6. Tags

We described above how to generate tags for an AstroData derivative. In this section we’ll describe the algorithm that generates the complete tag set out of the individual TagSet instances. The algorithm collects all the tags in a list and then decides whether to apply them or not following certain rules, but let’s talk about TagSet first.

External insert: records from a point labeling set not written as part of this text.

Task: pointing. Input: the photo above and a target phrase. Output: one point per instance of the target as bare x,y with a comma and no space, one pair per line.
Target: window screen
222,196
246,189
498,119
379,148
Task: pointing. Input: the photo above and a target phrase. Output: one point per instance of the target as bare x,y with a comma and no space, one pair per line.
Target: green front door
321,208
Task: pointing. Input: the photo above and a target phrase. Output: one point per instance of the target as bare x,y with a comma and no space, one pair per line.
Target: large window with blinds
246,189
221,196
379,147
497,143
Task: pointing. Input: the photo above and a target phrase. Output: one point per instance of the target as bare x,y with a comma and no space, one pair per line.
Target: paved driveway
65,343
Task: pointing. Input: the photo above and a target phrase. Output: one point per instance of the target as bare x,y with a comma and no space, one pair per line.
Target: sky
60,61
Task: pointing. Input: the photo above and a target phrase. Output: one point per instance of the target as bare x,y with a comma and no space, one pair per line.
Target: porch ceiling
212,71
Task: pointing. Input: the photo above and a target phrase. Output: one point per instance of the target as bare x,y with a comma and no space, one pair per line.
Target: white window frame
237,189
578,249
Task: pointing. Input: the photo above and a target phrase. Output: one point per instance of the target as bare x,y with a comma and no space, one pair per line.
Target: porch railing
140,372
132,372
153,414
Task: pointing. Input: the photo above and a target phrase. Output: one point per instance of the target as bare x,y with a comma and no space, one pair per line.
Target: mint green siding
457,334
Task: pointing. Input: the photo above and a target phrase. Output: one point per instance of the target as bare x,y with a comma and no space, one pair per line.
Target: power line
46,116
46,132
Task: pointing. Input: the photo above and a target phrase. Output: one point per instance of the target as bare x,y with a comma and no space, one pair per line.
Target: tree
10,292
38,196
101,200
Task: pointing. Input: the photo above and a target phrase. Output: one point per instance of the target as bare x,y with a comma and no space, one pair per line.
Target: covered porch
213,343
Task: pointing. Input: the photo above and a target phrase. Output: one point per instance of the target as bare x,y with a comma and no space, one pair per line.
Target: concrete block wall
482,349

TagSet is actually a standard named tuple customized to generate default values (None) for its missing members. Its signature is:

TagSet(add=None, remove=None, blocked_by=None, blocks=None,
       if_present=None)

The most common TagSet is an additive one: TagSet(['FOO', 'BAR']). If all you need is to add tags, then you’re done here. But the real power of our tag generating system is that you can specify some conditions to apply a certain TagSet, or put restrictions on others. The different arguments to TagSet all expect a list (or some others work in the the following way):

  • add: if this TagSet is selected, then add all these members to the tag set.
  • remove: if this TagSet is selected, then prevent all these members from joining the tag set.
  • blocked_by: if any of the tags listed in here exist in the tag set, then discard this TagSet altogether.
  • blocks: discard from the list of unprocessed ones any TagSet that would add any of the tags listed here.
  • if_present: process this tag only if all the tags listed in here exist in the tag set at this point.

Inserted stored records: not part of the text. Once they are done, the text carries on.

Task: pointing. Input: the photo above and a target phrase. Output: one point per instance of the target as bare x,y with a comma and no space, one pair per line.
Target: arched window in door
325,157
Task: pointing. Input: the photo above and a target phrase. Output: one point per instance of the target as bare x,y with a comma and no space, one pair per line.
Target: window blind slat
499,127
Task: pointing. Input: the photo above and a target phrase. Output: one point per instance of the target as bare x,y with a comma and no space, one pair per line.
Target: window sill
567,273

Note that blocked_by and blocks look like two sides of the same coin. This is intentional: which one to use is up to the programmer, depending on what will reduce the amount of typing and/or make the logic easier (sometimes one wants to block a bunch of other tags from a single one; sometimes one wants a tag to be blocked by a bunch of others). Furthermore, while blocks and blocked_by prevent the entire TagSet from being added if it contains a tag affected by these, remove only affects the specific tag.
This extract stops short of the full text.